Exact analytical calculation for the percolation crossover in deterministic partially self-avoiding walks in one-dimensional random media

TL;DR

This paper analytically studies a deterministic self-avoiding walk in a one-dimensional random medium, revealing a phase transition at a critical memory scale logarithmic in system size, which determines full exploration versus trapping.

Contribution

It provides an exact analytical expression for the exploration probability and identifies a critical memory threshold for phase transition in one-dimensional disordered media.

Findings

Analytical formula for the probability of full exploration, P_N(μ).

Existence of a critical memory μ_1 = ln N / ln 2 for phase transition.
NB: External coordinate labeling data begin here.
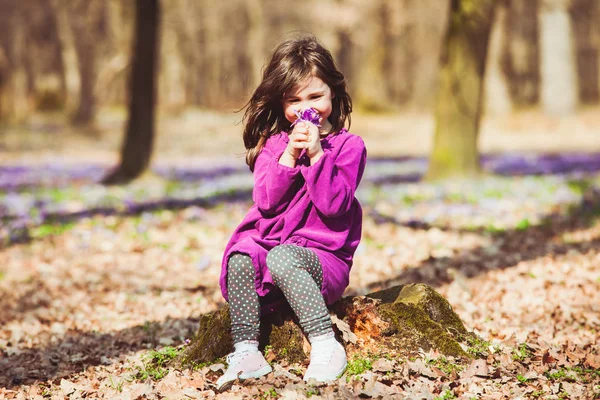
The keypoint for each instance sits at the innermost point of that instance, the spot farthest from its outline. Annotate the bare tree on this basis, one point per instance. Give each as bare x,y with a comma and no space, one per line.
459,102
557,54
137,146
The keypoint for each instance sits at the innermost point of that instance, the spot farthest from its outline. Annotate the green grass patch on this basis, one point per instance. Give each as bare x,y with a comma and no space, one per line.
445,365
269,394
521,353
154,364
447,395
46,230
523,225
357,366
478,347
579,186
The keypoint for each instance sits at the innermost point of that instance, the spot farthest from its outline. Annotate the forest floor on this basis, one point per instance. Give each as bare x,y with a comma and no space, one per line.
99,286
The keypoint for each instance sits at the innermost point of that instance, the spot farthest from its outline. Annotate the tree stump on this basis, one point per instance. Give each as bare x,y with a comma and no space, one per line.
399,321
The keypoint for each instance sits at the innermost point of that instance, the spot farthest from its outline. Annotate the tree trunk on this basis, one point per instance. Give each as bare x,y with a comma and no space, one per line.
139,137
88,23
460,93
520,59
559,79
399,321
497,94
585,15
Sharp transition between trapping and full exploration regimes.

Abstract

Consider $N$ points randomly distributed along a line segment of unitary length. A walker explores this disordered medium moving according to a partially self-avoiding deterministic walk. The walker, with memory $\mu$, leaves from the leftmost point and moves, at each discrete time step, to the nearest point which has not been visited in the preceding $\mu$ steps. Using open boundary conditions, we have calculated analytically the probability $P_N(\mu) = (1 - 2^{-\mu})^{N - \mu - 1}$ that all $N$ points are visited, with $N \gg \mu \gg 1$. This approximated expression for $P_N(\mu)$ is reasonable even for small $N$ and $\mu$ values, as validated by Monte Carlo simulations. We show the existence of a critical memory $\mu_1 = \ln N/\ln 2$. For $\mu < \mu_1 - e/(2\ln2)$, the walker gets trapped in cycles and does not fully explore the system. For $\mu > \mu_1 + e/(2\ln2)$ the walker explores the whole system. Since the intermediate region increases as $\ln N$ and its width is constant, a sharp transition is obtained for one-dimensional large systems. This means that the walker needs not to have full memory of its trajectory to explore the whole system. Instead, it suffices to have memory of order $\log_{2} N$.